# Upstate NY Snow storm pics...



## mkwl (Jan 21, 2005)

Here's a few pics from the 8" we got at our farm in upstate, NY this past weeekend. Pics are from 12/31, got another 14" on 1/1 - didn't get to plow with my truck (plow was in NJ- no snow), but got to plow with my trusty ATV- was AWESOME to be plowing some real snow not this sleet/freezing rain [email protected] Anyway, here's a few pics- wish we'd get a nice storm like this down here in NJ I could plow! payup Got some awesome skiing on 12/31-1/1 can you say POWDER!


----------



## mike psd (Aug 12, 2007)

very cool bring some home for the rest of us lol .how long does that take with the atv?


----------



## mkwl (Jan 21, 2005)

mike psd;475858 said:


> very cool bring some home for the rest of us lol .how long does that take with the atv?


Yeah, a good friend of ours who usually plows the driveway for us when we're not there was having a field day- just taked to him today and he was still out plowing! A LOT of snow!

The driveway is a little more than a mile long, with a large parking area by the barn, took me about an hour with the ATV to get everything plowed out and the banks pushed back.


----------



## fattyry (Jan 25, 2004)

Where's your place upstate? We have a place in northern Warren County, about 80 miles north of Albany...


----------



## Mysticlandscape (Jan 19, 2006)

I was up in the mountains last weekend. Its nice to see snow and not have a stroke worring about how your going to get all your customers done and listening to them call to see when you are comming.


----------



## mkwl (Jan 21, 2005)

fattyry;476388 said:


> Where's your place upstate? We have a place in northern Warren County, about 80 miles north of Albany...


We're in Northern Washington County, in the Champlain Valley.


----------



## mkwl (Jan 21, 2005)

Mysticlandscape;476530 said:


> I was up in the mountains last weekend. Its nice to see snow and not have a stroke worring about how your going to get all your customers done and listening to them call to see when you are comming.

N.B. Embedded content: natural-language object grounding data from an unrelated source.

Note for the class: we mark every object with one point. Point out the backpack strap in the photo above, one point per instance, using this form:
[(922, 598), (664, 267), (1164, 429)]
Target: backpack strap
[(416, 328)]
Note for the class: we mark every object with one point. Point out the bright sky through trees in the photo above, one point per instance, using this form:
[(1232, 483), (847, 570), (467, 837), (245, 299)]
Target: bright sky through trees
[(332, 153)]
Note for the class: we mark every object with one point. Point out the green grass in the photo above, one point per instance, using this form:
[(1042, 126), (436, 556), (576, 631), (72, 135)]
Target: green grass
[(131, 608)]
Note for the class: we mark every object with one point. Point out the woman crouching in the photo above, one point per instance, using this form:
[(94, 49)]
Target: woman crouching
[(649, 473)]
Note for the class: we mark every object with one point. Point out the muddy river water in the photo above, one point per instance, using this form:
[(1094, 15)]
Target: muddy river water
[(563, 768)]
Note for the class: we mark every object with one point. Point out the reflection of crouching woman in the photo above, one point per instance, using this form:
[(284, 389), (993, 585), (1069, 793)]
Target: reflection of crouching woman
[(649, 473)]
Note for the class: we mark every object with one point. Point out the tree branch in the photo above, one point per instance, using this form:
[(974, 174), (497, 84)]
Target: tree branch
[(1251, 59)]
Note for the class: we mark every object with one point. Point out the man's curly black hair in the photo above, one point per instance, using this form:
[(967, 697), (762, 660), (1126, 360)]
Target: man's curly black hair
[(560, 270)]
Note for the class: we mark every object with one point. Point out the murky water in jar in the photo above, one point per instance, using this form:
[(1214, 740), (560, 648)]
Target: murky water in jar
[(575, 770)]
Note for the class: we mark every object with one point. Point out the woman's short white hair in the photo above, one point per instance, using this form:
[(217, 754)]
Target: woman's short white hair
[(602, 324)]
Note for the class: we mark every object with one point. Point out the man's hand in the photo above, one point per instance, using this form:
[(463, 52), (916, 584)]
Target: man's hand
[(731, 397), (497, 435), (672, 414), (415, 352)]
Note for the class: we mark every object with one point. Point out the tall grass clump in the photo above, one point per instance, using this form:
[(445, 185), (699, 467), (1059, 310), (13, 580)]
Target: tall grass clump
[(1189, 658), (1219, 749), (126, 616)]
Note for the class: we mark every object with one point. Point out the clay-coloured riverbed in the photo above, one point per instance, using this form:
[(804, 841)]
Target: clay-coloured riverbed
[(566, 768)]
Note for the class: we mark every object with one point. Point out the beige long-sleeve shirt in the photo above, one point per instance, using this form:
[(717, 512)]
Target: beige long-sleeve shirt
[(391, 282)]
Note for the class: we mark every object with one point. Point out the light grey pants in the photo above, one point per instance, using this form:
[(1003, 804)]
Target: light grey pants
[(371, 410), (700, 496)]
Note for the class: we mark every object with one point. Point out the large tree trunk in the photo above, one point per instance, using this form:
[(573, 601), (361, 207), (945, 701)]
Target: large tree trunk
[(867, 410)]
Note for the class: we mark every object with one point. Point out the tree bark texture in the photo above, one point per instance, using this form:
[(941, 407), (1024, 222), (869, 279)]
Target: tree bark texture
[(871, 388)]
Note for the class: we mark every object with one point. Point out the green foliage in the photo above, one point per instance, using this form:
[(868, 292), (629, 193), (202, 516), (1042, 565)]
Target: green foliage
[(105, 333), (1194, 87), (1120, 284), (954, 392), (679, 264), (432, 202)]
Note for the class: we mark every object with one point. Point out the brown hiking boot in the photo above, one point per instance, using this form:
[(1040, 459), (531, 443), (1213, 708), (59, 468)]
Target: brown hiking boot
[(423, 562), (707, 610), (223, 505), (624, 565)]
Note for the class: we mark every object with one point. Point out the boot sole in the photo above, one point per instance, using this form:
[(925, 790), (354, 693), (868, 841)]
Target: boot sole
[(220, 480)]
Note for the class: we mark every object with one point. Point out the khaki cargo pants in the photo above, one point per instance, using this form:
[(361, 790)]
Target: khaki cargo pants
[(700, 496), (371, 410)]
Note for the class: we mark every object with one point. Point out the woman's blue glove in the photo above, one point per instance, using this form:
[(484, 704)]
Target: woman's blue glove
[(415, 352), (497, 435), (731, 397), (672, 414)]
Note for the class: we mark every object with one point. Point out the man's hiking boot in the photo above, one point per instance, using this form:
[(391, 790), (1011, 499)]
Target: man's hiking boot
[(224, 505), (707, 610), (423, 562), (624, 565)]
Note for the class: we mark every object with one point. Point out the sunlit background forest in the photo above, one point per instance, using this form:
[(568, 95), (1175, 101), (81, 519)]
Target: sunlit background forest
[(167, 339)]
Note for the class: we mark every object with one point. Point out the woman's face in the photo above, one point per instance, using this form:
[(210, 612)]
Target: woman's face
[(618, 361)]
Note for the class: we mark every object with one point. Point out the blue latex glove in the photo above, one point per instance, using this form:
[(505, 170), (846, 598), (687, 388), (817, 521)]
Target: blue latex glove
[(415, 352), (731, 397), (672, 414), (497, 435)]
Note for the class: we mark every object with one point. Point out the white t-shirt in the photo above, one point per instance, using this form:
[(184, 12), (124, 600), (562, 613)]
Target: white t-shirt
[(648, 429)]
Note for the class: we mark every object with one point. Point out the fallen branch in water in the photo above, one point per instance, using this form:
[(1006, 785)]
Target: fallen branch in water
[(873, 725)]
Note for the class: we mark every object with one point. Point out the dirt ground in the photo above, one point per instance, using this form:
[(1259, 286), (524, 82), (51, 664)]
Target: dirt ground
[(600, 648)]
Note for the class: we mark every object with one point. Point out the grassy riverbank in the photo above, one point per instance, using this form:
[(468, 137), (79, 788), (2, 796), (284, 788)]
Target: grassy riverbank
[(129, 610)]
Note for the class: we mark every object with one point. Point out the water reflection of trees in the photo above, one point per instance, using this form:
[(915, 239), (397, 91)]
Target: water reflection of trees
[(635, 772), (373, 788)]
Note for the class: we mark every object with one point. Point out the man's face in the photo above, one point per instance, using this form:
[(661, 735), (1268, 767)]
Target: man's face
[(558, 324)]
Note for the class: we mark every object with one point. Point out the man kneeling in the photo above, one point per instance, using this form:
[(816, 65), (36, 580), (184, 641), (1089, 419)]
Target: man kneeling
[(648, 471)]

Sure was nice, only rain in NJ :crying: but lots of SNOW up there!


----------



## Supper Grassy (May 31, 2007)

Looks good, what brand ATV?


----------



## mkwl (Jan 21, 2005)

Supper Grassy;480176 said:


> Looks good, what brand ATV?


Thanks, the quad is an '06 Kawasaki Prairie 360 4x4 ATV with a 54" Cycle Country Plow and Warn 2500lb winch- works great!


----------



## J&R Landscaping (Dec 25, 2005)

Wish we could get some of that down here!


----------



## deere615 (Jun 1, 2007)

Looking good, looks like you added plow markers and a rubber flap since last time I seen it. I only got to plow twice this year with my atv. Very nice camp too, how far away from home is yours? We have a place at conneaut Lake about an hour and a half from where I live.


----------



## mkwl (Jan 21, 2005)

deere615;483809 said:


> Looking good, looks like you added plow markers and a rubber flap since last time I seen it. I only got to plow twice this year with my atv. Very nice camp too, how far away from home is yours? We have a place at conneaut Lake about an hour and a half from where I live.


Thanks, yeah I added the markers and flap to try and keep the snow from coming over the plow- works well! Thanks, it's actually a 690 acre farm (christmas and fir trees for nursery stock), my parents bought the land and built the house when they got married in the early '80's, we're building a second barn and garage right now. It's about 3 hours and 45 monutes from my house here in NJ- about 45 minutes NE of Lake George.
:waving:


----------



## deere615 (Jun 1, 2007)

Wow thats a nice size farm, Long drive though lol


----------



## tom_mccauley (Dec 10, 2007)

So that is what snow looks like!!!!!! Must be nice. Happy plowingpayuppayuppayup


----------